Selimiye Camii ve Külliyesi, 28 Haziran 2011'de Dünya Mirası Listesine girdi. Böylelikle Drina Köprüsünden sonra bir Osmanlı eseri daha listeye girmiş oldu. Osmanlı’ya başkentlik yapmış bir şehir, muhteşem yapıtlar ve Mimar Sinan’ın “ustalık eserim” dediği Selimiye Cami…Yapımına 1568 yılında başlanıp 15.000 kişinin çalışmasıyla ancak 7 yılda bitirilebilen cami, mutlaka görülmesi gereken yapıtlardan...

Selimiye Camii ve Külliyesi ile ilgili daha fazla bilgi ve fotoğraf için, Osmanlı'nın Ustalık Eseri: Edirne ve Çanakkale yazımızı okuyabilirsiniz.
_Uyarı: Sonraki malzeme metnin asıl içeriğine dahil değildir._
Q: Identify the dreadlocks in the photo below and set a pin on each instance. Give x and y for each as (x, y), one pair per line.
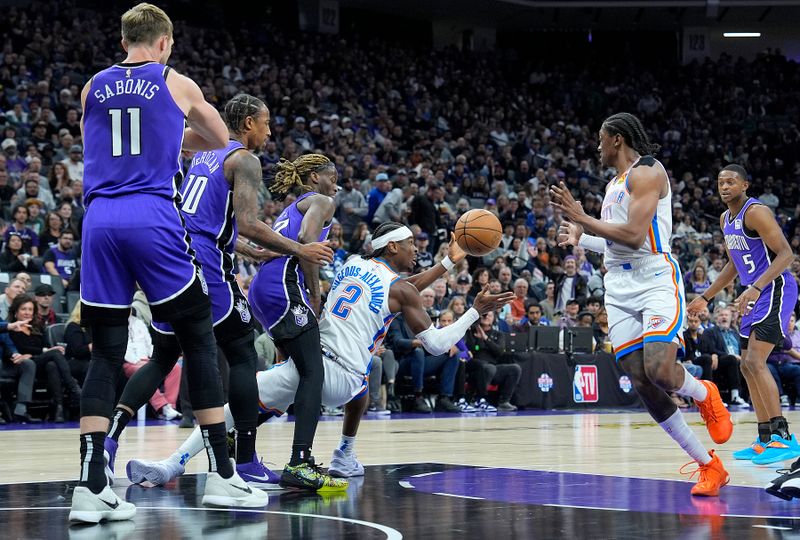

11. ÇATALHÖYÜK NEOLİTİK KENTİ / KONYA (2012)

Çatalhöyük kalıntılarının, UNESCO tarafından 2012 yılında Dünya Miras Listesine dahil edilmesine karar verildi. Çatalhöyük, Orta Anadolu'da, günümüzden 9000 yıl önce iskan edilmiş, çok geniş bir Neolitik Çağ ve Kalkolitik Çağ yerleşimi. Höyükler, yaklaşık 2000 yıl kesintisiz iskan edilmiş. Özellikle neolitik yerleşimin genişliği, barındırdığı nüfusu, oluşturduğu güçlü sanat ve kültür geleneği ile son derece dikkat çekici bir yer. Yerleşimde, 8000 üzerinde insan yaşadığı kabul ediliyor. Dünyanın en eski yerleşimlerinden biri olan Çatalhöyük'ün sakinleri, ilk tarımcı topluluklardan da biri... Çatalhöyük'ün diğer neolitik kentlerden temel farkı, bir köy yerleşmesini aşıp kentleşme evresini yaşamış olması.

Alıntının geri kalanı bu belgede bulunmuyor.